Este texto faz parte da cobertura da 57ª Festival de Brasília do Cinema Brasileiro, que ocorre entre 30 de novembro e 7 de dezembro.

Definido incialmente como um drama queer, Salomé, de André Antonio, é, na verdade, uma interessante mistura de gêneros que passa pelo melodrama, pela comédia, pelo romance, o noir e a ficção científica. A sinopse pode fazer parecer realmente um drama comum: Cecília (Aura do Nascimento, já uma estrela) é uma modelo de sucesso que mora em São Paulo, mas foi para a terra natal, Recife, passar o natal com a mãe, Helena (Renata Carvalho). Lá reencontra João (Fellipy Sizernando), que conhece desde criança, e nasce aí uma paixão criticada pela figura materna, que não considera o rapaz adequado à filha. Mas daí para frente o filme traz muitas surpresas.

As janelas e portas verdes da casa de Helena, com sua cozinha com cordões com macarrão amarrado nas pontas, rosas vermelhas, varal com roupas vermelhas, laranjas e amarelas, a trilha intensa de violinos (intercalada com uma música eletrônica marcante), tudo remete às cores de Almodóvar, numa antropofagia que regurgita uma estética camp que é nossa, muito brasileira.

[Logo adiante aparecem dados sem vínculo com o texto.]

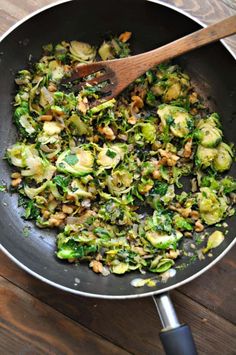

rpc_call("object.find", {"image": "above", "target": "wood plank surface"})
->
[0,277,131,355]
[0,0,236,355]
[0,255,236,355]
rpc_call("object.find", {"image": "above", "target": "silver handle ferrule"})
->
[153,293,180,331]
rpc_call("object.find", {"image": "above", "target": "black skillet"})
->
[0,0,236,355]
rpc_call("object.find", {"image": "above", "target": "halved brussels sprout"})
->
[107,169,133,196]
[150,258,175,273]
[56,148,94,176]
[43,121,64,136]
[67,179,93,200]
[197,113,220,129]
[141,122,157,143]
[7,143,26,168]
[202,231,225,254]
[146,231,183,249]
[196,145,217,168]
[197,187,227,225]
[200,122,222,148]
[66,114,92,136]
[48,60,65,82]
[213,142,234,173]
[21,145,56,183]
[157,105,193,138]
[70,41,96,62]
[111,262,129,275]
[97,144,125,169]
[14,103,38,136]
[7,143,56,183]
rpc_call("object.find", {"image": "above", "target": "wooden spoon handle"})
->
[122,15,236,77]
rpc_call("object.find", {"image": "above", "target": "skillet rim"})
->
[0,0,236,300]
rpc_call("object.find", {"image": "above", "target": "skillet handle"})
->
[153,293,197,355]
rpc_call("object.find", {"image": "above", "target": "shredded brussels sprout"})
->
[6,32,236,278]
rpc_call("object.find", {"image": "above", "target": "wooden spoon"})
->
[62,15,236,100]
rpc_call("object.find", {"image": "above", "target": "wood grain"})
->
[0,278,131,355]
[0,255,236,355]
[0,0,236,355]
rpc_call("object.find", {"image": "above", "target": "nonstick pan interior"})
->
[0,0,236,298]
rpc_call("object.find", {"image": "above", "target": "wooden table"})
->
[0,0,236,355]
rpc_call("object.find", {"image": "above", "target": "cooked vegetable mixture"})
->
[7,32,236,275]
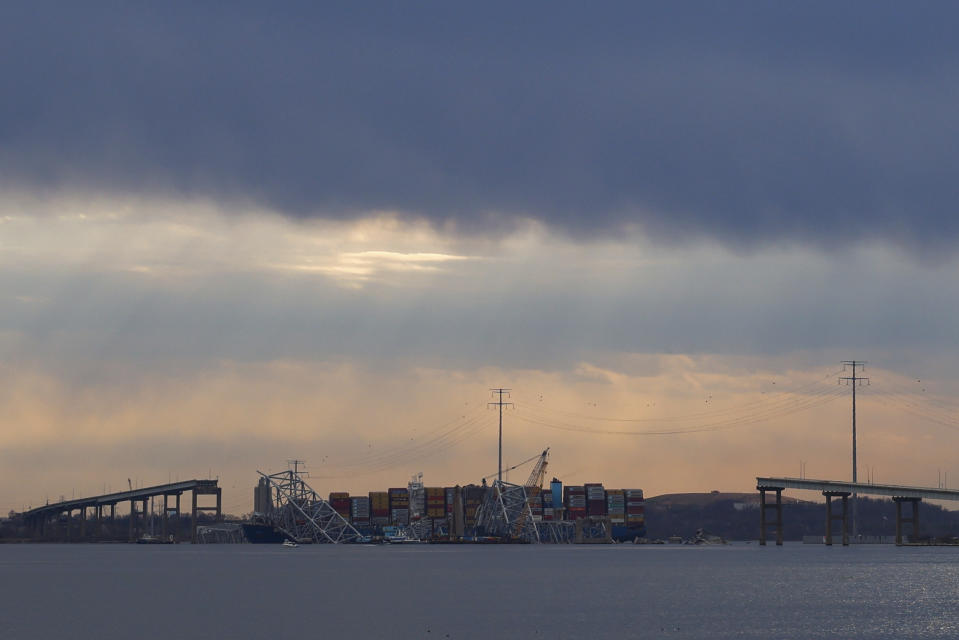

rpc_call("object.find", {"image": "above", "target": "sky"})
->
[0,1,959,514]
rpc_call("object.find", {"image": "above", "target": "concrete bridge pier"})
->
[822,491,849,547]
[756,485,783,547]
[130,499,137,542]
[892,496,922,546]
[163,492,181,540]
[190,487,223,544]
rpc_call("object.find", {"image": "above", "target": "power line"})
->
[516,369,842,423]
[516,387,844,436]
[487,389,513,482]
[838,360,869,538]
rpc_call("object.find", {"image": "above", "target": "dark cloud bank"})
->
[0,2,959,254]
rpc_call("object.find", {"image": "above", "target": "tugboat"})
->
[383,527,409,544]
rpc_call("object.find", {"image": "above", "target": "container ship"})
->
[243,474,646,543]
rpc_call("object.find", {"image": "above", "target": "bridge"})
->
[756,477,959,545]
[22,480,223,542]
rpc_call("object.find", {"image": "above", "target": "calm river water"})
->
[0,544,959,640]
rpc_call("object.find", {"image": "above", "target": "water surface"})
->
[0,544,959,640]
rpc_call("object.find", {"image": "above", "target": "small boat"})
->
[383,527,409,544]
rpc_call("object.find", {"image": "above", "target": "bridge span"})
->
[22,480,223,542]
[756,477,959,545]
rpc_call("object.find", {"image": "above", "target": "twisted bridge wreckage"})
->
[257,448,611,544]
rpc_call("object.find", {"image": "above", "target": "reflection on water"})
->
[0,544,959,639]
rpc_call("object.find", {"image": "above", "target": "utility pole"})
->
[487,389,513,482]
[839,360,869,539]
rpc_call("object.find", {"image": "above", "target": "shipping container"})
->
[350,496,370,525]
[330,496,350,520]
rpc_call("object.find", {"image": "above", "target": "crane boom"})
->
[524,447,549,489]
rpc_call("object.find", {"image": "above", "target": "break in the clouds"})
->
[0,2,959,257]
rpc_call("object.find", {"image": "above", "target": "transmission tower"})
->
[487,389,513,482]
[839,360,869,539]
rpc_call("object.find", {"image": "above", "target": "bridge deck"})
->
[23,480,217,517]
[756,478,959,500]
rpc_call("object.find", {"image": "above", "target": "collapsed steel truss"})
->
[257,465,362,544]
[476,480,540,542]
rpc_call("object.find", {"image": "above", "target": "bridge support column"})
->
[892,497,922,546]
[173,493,183,540]
[822,491,849,547]
[190,487,223,544]
[756,485,783,546]
[142,498,153,535]
[130,499,137,542]
[163,493,170,542]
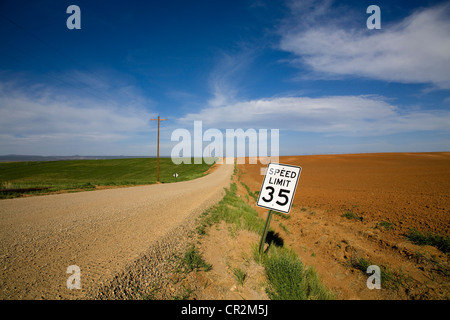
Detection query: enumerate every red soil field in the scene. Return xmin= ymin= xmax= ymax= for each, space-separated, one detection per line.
xmin=238 ymin=152 xmax=450 ymax=299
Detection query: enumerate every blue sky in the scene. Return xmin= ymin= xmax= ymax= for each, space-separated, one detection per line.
xmin=0 ymin=0 xmax=450 ymax=156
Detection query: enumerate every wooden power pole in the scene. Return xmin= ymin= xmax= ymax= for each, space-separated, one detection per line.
xmin=150 ymin=116 xmax=167 ymax=182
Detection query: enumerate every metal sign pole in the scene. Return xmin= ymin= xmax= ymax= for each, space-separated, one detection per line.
xmin=259 ymin=210 xmax=273 ymax=254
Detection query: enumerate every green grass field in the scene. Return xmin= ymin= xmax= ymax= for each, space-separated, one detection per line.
xmin=0 ymin=158 xmax=216 ymax=199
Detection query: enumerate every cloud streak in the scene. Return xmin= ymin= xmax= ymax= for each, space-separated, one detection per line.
xmin=279 ymin=1 xmax=450 ymax=89
xmin=179 ymin=96 xmax=450 ymax=136
xmin=0 ymin=75 xmax=152 ymax=154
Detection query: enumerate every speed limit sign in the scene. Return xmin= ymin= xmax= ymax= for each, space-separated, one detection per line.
xmin=256 ymin=163 xmax=302 ymax=214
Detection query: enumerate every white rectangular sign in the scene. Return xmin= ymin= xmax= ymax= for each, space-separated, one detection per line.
xmin=256 ymin=163 xmax=302 ymax=213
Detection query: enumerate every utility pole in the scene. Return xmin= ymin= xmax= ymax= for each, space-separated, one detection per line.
xmin=150 ymin=116 xmax=167 ymax=182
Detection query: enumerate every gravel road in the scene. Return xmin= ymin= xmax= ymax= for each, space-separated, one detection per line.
xmin=0 ymin=164 xmax=233 ymax=299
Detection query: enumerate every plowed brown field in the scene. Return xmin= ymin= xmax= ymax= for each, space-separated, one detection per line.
xmin=238 ymin=152 xmax=450 ymax=299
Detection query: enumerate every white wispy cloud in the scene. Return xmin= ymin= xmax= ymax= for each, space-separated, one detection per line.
xmin=0 ymin=75 xmax=156 ymax=154
xmin=279 ymin=1 xmax=450 ymax=89
xmin=179 ymin=96 xmax=450 ymax=136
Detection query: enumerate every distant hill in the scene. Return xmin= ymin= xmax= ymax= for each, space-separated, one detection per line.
xmin=0 ymin=154 xmax=158 ymax=162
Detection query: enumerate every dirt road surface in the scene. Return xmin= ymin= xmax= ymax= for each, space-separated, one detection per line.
xmin=0 ymin=165 xmax=233 ymax=299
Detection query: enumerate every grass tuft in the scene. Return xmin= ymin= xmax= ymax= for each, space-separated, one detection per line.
xmin=406 ymin=228 xmax=450 ymax=253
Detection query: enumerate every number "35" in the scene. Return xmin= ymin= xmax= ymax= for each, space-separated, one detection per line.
xmin=262 ymin=186 xmax=291 ymax=206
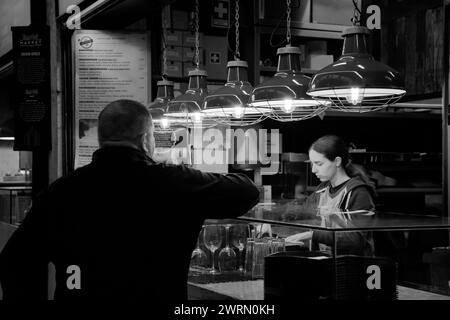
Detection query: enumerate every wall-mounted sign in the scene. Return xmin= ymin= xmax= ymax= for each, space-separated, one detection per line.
xmin=72 ymin=30 xmax=151 ymax=168
xmin=211 ymin=0 xmax=231 ymax=28
xmin=11 ymin=26 xmax=51 ymax=150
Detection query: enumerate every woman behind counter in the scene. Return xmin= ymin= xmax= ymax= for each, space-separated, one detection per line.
xmin=284 ymin=135 xmax=375 ymax=256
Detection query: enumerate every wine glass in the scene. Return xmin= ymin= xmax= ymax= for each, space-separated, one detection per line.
xmin=219 ymin=224 xmax=236 ymax=272
xmin=231 ymin=224 xmax=250 ymax=272
xmin=191 ymin=226 xmax=208 ymax=268
xmin=203 ymin=224 xmax=222 ymax=274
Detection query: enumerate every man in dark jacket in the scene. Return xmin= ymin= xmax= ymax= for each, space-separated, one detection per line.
xmin=0 ymin=100 xmax=259 ymax=299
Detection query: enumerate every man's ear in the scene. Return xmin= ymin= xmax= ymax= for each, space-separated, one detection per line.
xmin=139 ymin=133 xmax=150 ymax=152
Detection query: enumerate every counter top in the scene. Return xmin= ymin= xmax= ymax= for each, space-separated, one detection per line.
xmin=188 ymin=280 xmax=450 ymax=300
xmin=239 ymin=200 xmax=450 ymax=231
xmin=0 ymin=181 xmax=31 ymax=188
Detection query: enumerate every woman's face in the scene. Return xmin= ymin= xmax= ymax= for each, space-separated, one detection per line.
xmin=309 ymin=149 xmax=338 ymax=182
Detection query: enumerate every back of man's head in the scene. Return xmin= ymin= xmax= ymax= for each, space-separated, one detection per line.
xmin=98 ymin=99 xmax=152 ymax=146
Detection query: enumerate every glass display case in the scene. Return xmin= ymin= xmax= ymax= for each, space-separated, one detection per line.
xmin=188 ymin=200 xmax=450 ymax=300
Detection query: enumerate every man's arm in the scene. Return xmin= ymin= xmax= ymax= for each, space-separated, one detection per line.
xmin=0 ymin=192 xmax=49 ymax=300
xmin=162 ymin=166 xmax=259 ymax=219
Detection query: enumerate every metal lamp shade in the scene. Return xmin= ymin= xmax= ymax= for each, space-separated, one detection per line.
xmin=250 ymin=45 xmax=326 ymax=121
xmin=202 ymin=60 xmax=270 ymax=126
xmin=308 ymin=26 xmax=406 ymax=112
xmin=165 ymin=69 xmax=215 ymax=127
xmin=148 ymin=79 xmax=174 ymax=130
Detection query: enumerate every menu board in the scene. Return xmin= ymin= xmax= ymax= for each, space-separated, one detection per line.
xmin=72 ymin=30 xmax=151 ymax=168
xmin=11 ymin=26 xmax=51 ymax=151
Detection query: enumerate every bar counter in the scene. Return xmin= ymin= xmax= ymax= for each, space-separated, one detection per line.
xmin=188 ymin=280 xmax=450 ymax=300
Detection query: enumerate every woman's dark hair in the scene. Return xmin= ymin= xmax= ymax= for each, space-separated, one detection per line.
xmin=309 ymin=135 xmax=375 ymax=191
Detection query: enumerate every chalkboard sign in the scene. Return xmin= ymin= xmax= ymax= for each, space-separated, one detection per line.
xmin=11 ymin=26 xmax=51 ymax=151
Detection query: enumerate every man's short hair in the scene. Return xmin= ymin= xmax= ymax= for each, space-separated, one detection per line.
xmin=98 ymin=99 xmax=152 ymax=144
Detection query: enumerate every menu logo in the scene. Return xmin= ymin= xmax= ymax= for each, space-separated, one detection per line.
xmin=66 ymin=265 xmax=81 ymax=290
xmin=19 ymin=33 xmax=42 ymax=47
xmin=78 ymin=36 xmax=94 ymax=49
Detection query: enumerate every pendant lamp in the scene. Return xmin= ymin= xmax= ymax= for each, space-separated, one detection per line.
xmin=308 ymin=4 xmax=406 ymax=112
xmin=250 ymin=45 xmax=326 ymax=121
xmin=202 ymin=0 xmax=271 ymax=126
xmin=148 ymin=6 xmax=174 ymax=131
xmin=165 ymin=0 xmax=216 ymax=127
xmin=250 ymin=0 xmax=326 ymax=121
xmin=165 ymin=68 xmax=215 ymax=127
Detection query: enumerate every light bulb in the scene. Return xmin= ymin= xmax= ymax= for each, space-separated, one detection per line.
xmin=161 ymin=118 xmax=169 ymax=129
xmin=281 ymin=99 xmax=295 ymax=113
xmin=345 ymin=88 xmax=364 ymax=106
xmin=191 ymin=112 xmax=202 ymax=122
xmin=233 ymin=106 xmax=244 ymax=119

Mãe é mãe. Helena chora com sua novela, ouve a novena pelo rádio e benze o quarto de Cecília com a água do copo abençoado. São detalhes de direção de arte e de caracterização que enriquecem a experiência, como o quarto de adolescente da protagonista, que ainda guarda bonecos de morcegos colados na parede, um poster da banda Evanescence e um do filme Jovens Bruxas. Essa estética gótica teen dialoga com a versão jovem adulta de Cecília, com seus cabelos pretos com franjinha curta e seus olhos com maquiagem marcada. As roupas pretas gradativamente ganham elementos em verde neon.

Isso porque João fornece um tipo de loló brilhante, em tom verde, que amplia os sentidos dos desejos de ambos. O logo, um coração sobre dois ossos cruzados, depois é revelado ser de uma seita alienígena que contrata garotos para atividades sexuais. João se define como “michê de seita”. No trabalho de ambos, seus corpos estão em jogo. Quando Cecília posa à lá Dietrich, encarna Salomé, numa mistura de Bíblia com cinema de sci-fi,, os olhos negros de Stepford Wives em um duplo seu que (também) é representação de luxúria. O imaginário cristão também aparece no retrato de João lindamente transfigurado em São Sebastião, conhecido como padroeiro informal e mártir das pessoas LGBTs.

Nesse sentido, alienígenas e humanos têm espaço para manifestarem seus desejos e seus fetiches. Sem amarras e julgamentos morais, o filme se abre para essa exploração, permitindo que tudo seja permeado por ambiguidade e fluidez. A cena de sexo, muito comentada e debatida, não deixa muito espaço para entender o corpo como um todo como um espaço de desejo, não há exploração de preliminares. Mas pelo menos encara e questiona a lógica de quais corpos são penetrados. A ênfase no cu como zona erógena é inclusiva, no sentido de que todo mundo tem cu. Por outro lado, conforme a pesquisadora de gênero e cinema Karla Bessa, “Escolher um cu revolucionário contra um falo tirânico é, no mínimo, tentar repor dicotomias que estamos justamente combatendo“. Não deixo de pensar na revolução que é Céline Sciamma realizar uma cena em que lugar do desejo é uma axila, em seu Retrato de Uma Jovem em Chamas. Divagações, ou, como diria Paul Preciado, “da filosofia como modo superior de dar o cu“.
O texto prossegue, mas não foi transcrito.